Distanciation physique, gestes barrières, mesures sanitaires… L’épidémie de Covid-19 nous oblige à repenser nos interactions et nos relations. Le professeur Emmanuel Housset, spécialiste de l’histoire de la philosophie contemporaine (Identité & subjectivité · EA 2129), apporte son éclairage sur une période singulière.

Comment cette crise bouscule-t-elle notre rapport à l’autre ?

Les crises sont toujours des moments de déséquilibre, qui bouleversent nos représentations habituelles sur le monde et sur nous-mêmes. Dans le cadre de la crise actuelle, les comportements et les règles de conduite sont ébranlés, entre « ce qu’il faut faire » et « ce qu’il ne faut pas faire ». La notion-même de sollicitude a dû être revue et repensée. Faire preuve de sollicitude, c’est habituellement aller vers les autres et être attentif aux autres. Or, ici, prendre soin des autres, c’est se mettre en retrait et garder ses distances, parfois même avec les membres de son propre foyer, pour ne pas être soi-même vecteur de la propagation du Covid-19. L’absence de contact, ou la « distanciation physique », est la promesse de se protéger et de protéger les autres. Cette situation est évidemment troublante, voire paradoxale car elle nous oblige à repenser la proximité avec l’autre et avec les autres.

Les crises sont aussi des opportunités ?

Face à la propagation du virus, l’humanité se découvre, ou plutôt se redécouvre, vulnérable. Je ne dis pas qu’il faut des crises pour réfléchir sur la morale — nos mœurs, nos comportements, nos obligations, nos devoirs, nos responsabilités. Mais parce qu’elles bousculent les habitudes et les représentations toutes faites, les crises sont aussi l’occasion de réfléchir sur ce qui est juste et sur ce qui ne l’est pas. Certes, les crises peuvent être souvent des occasions de repli sur nos individualismes spontanés — au niveau personnel comme au niveau national. Mais elles peuvent en effet aussi être des opportunités, du moins si on accepte de les saisir comme telles. La conscience morale n’est pas toujours spontanée, loin de là, et pour ne pas subir cette crise, il faut lui donner du sens, par nos réflexions et par nos actions. Cette pandémie nous oblige à nous interroger aussi sur nos responsabilités à l’égard des autres, y compris des générations futures, et ce au-delà des différences, car le Covid-19 ne respecte aucune frontière, aucune culture, aucune classe sociale, aucune opinion politique. Cela implique de prendre conscience du drame qui se joue à travers le monde et ne pas y répondre par de l’indifférence, pour préserver l’humain. C’est tout l’enjeu de la sortie de crise.

Repenser la relation à l’autre, c’est aussi repenser le concept même de fraternité ?

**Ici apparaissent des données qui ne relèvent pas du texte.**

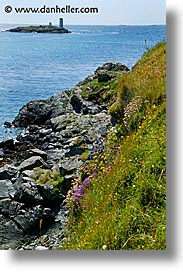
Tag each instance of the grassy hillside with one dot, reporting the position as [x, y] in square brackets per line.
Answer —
[119, 201]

La dimension tragique de cette pandémie ravive l’importance des réflexions apportées par les philosophes, non pas pour distribuer des leçons de morale ou un prêt-à-porter de l’action juste très à la mode, mais pour décider du sens de ce qui nous arrive et s’élever à l’universel. On peut notamment citer les travaux du philosophe Emmanuel Levinas, pour qui la Seconde Guerre mondiale a été l’occasion d’une réflexion profonde sur le sens de la fraternité. Comme phénoménologue juif protégé par l’uniforme du soldat français, il a réfléchi depuis la précarité de sa situation dans un oflag sur la déshumanisation et sur le fait que parfois seuls les chiens manifestaient un peu d’humanité. Il a alors pu penser de façon nouvelle l’exigence infinie de fraternité en montrant qu’elle consiste à se comprendre responsable de tout et de tous, sans attente de réciprocité, sans poser de conditions. Tout l’enjeu de la crise du Covid-19 est de savoir si elle conduira à un égoïsme accru, à un rapport toujours plus utilitaire à autrui, ou bien au développement d’un contre-mouvement par un rapport désintéressé aux autres dans lequel la souffrance et la mort de l’autre sont mon premier souci. Cela dépendra de l’usage de notre liberté dont nous serons capables, puisque l’éthique est le pouvoir de sortir de soi, de l’unique souci de sa place au soleil qui est déjà le commencement de l’usurpation, comme disait Pascal cité par Levinas. La fraternité est alors ce qui donne d’être soi dans une identité traversée par l’autre, dans laquelle l’autre est mon avenir. La crise du Covid-19 nous met face à l’éternelle alternative de l’existence pensée aujourd’hui par Levinas et la phénoménologie : soit je m’enferme dans l’unique préoccupation de mon confort, ou de celui de mon clan, soit je fais corps avec mes compagnons d’humanité pour lutter contre cette décadence.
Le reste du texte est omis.